Looking forward to the rest of 2024, Becle anticipates low single-digit growth in net sales value. The company aims to maintain its operational strategy by focusing on premium products while cautiously managing marketing expenditures. The full-year guidance implies navigating potential challenges, especially in the U.S. market where conditions remain dynamic and competitive pricing pressures persist. The management expressed optimism for a strong finish to 2024 with strategic alignments in place for subsequent growth in 2025.
Becle's financial metrics highlight a strong liquidity position with cash and cash equivalents up to MXN 9.1 billion, enhancing its capacity to invest in growth opportunities. The company's lease-adjusted net debt ratio improved from 3.2x to 2.3x, reflecting improved financial flexibility. Moreover, a cash dividend of MXN 0.39 was distributed to shareholders, maintaining the company's commitment to return value amid a backdrop of strategic investments.
Despite promising results, Becle acknowledges ongoing economic challenges, particularly in the EMEA region where inflation and geopolitical factors might create uncertainty going into 2025. The company is actively monitoring these conditions and remains poised to adapt its strategies effectively. Initiatives include optimizing inventory management and using favorable agave prices to enhance cost efficiency, all while remaining aware of potential trade implications such as tariffs affecting their operations.
Good morning and thank you for joining Becle's third quarter unaudited financial results call.

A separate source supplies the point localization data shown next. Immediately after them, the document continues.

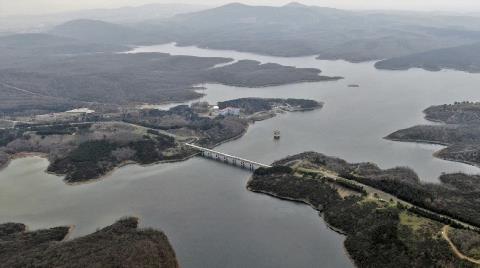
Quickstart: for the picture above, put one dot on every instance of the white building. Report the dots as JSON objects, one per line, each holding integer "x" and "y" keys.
{"x": 230, "y": 111}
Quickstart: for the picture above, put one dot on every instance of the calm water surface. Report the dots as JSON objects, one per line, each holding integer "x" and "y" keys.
{"x": 203, "y": 206}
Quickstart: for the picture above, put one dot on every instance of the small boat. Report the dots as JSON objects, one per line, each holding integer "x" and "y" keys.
{"x": 276, "y": 134}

During this call, you may hear certain forward-looking statements. These statements may relate to our future prospects, developments and business strategies and may be identified by our use of terms and phrases and may include references to assumptions. Forward-looking statements are based on our current expectations and assumptions regarding our business, the economy and other future conditions. Because forward-looking statements relate to the future, by their nature, they are subject to inherent uncertainties, risks and changes in circumstances that are difficult to predict. Our actual results may differ materially from those in forward-looking statements. For all the foregoing reasons, you are cautioned against relying on such forward-looking statements. We undertake no obligation to publicly update or revise any forward-looking statements, whether as a result of new information, future events or otherwise.
Before we begin, we would like to remind you that the figures discussed on this call were prepared in accordance with International Financial Reporting Standards, or IFRS, and published in the Mexican Stock Exchange. The information for the third quarter of 2024 is preliminary and is provided with the understanding that once financial statements are available, updated information will be shared in the appropriate electronic formats. [Operator Instructions]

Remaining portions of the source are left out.